Dans cette étude, nous nous proposons d’aborder le roman de Cláudia de Campos, intitulé Elle (1898), traduction de lui/il en français, et dans lequel paradoxalement l’auteure semble plutôt s’intéresser aux multiples visages et destinées « d’elles au pluriel » qu’aux personnages masculins annoncés par le titre.
De manière remarquable, la romancière parachève ici une illustration des différentes possibilités d’existence offertes aux femmes au XIXème siècle. Ainsi, son roman pourrait servir d’illustration aux différents « états de femmes[1] » structurant l’identité féminine dans les romans de la culture occidentale comme l’a démontré Natalie Heinich. À travers différents personnages féminins, parfois antagoniques, tels que son personnage principal, Cléo, a Viscondessa de Mello, et les filles de la famille Guedes, entre autres, l’auteure révèle comment s’articulent les configurations féminines et comment se structurent les passages d’une position/état à l’autre dans la société.

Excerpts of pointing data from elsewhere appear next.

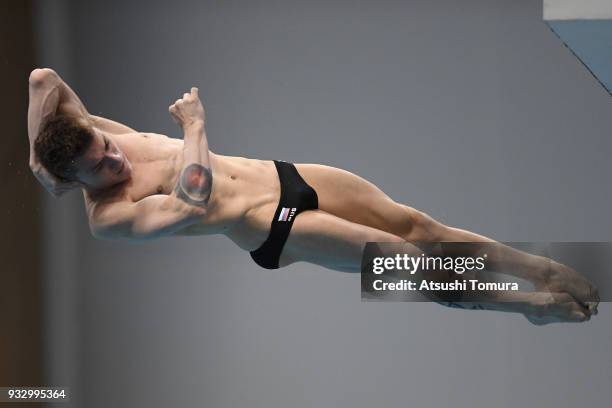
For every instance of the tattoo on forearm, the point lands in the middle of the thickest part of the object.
(195, 184)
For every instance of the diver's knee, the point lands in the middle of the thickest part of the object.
(422, 227)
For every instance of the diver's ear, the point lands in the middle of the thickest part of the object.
(63, 187)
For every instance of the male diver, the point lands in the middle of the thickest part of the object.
(140, 186)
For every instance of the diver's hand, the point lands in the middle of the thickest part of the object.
(188, 110)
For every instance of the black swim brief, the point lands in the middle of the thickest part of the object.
(296, 196)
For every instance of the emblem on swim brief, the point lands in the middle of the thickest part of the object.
(287, 214)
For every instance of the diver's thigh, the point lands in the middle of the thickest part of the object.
(329, 241)
(349, 196)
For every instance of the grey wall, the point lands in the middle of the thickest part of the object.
(472, 111)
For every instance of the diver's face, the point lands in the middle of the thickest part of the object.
(102, 165)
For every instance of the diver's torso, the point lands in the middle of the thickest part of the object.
(244, 194)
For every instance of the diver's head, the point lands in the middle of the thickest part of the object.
(72, 150)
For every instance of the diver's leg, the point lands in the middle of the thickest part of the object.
(351, 197)
(323, 239)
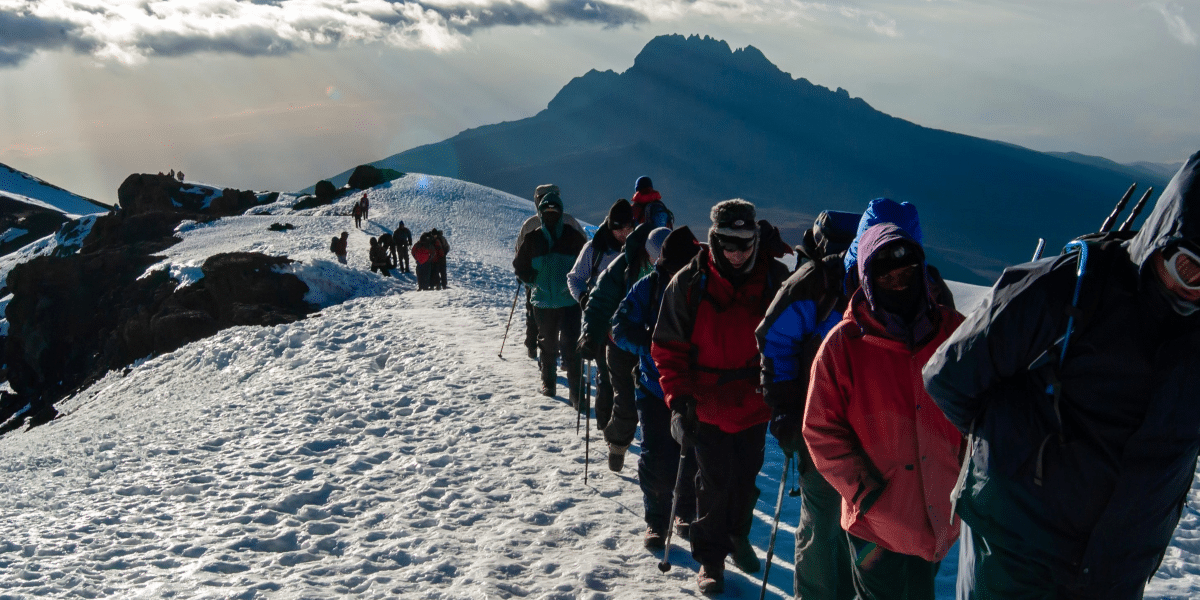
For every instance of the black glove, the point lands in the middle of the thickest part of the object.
(588, 347)
(684, 423)
(789, 430)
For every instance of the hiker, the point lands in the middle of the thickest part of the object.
(707, 354)
(870, 426)
(339, 247)
(648, 207)
(636, 261)
(604, 247)
(543, 262)
(659, 459)
(379, 258)
(423, 252)
(808, 305)
(439, 267)
(401, 240)
(385, 244)
(1084, 429)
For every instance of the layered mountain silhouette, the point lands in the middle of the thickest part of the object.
(709, 123)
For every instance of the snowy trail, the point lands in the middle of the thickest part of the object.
(378, 449)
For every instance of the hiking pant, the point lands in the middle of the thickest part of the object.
(1002, 573)
(726, 495)
(659, 462)
(531, 322)
(439, 271)
(603, 400)
(623, 424)
(822, 553)
(424, 274)
(402, 258)
(885, 575)
(555, 324)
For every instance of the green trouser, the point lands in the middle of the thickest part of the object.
(823, 570)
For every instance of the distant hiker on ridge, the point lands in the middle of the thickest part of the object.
(1084, 415)
(401, 240)
(593, 259)
(543, 262)
(339, 247)
(648, 207)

En définitive, elle met à nu ce que M. Foucault qualifie de « champs des possibilités stratégiques[2] » offerts aux femmes par et dans la société portugaise au XIXème siècle.
Par ce biais, l’œuvre de C. de Campos pose les jalons d’un questionnement de l’identité féminine dans le Portugal fin-de-siècle, annonçant, d’ores et déjà, des voix féministes telles que celle d’Ana de Castro Osório qui proclame une décennie plus tard : “O homem português não está habituado a deparar-se no caminho da vida com as mulheres suas iguais pelas ilustrações, suas companheiras de trabalho, suas colegas na vida pública; por isso as desconhece, as despreza por vezes, as teme quasi sempre.” (1905)
[1]Nathalie Heinich, Etats de femmes, L’identité féminine dans la fiction occidentale, Gallimard, Paris, 1996.
[2]Voir dans Les mots et les choses et dans l’archéologie du savoir p. 47.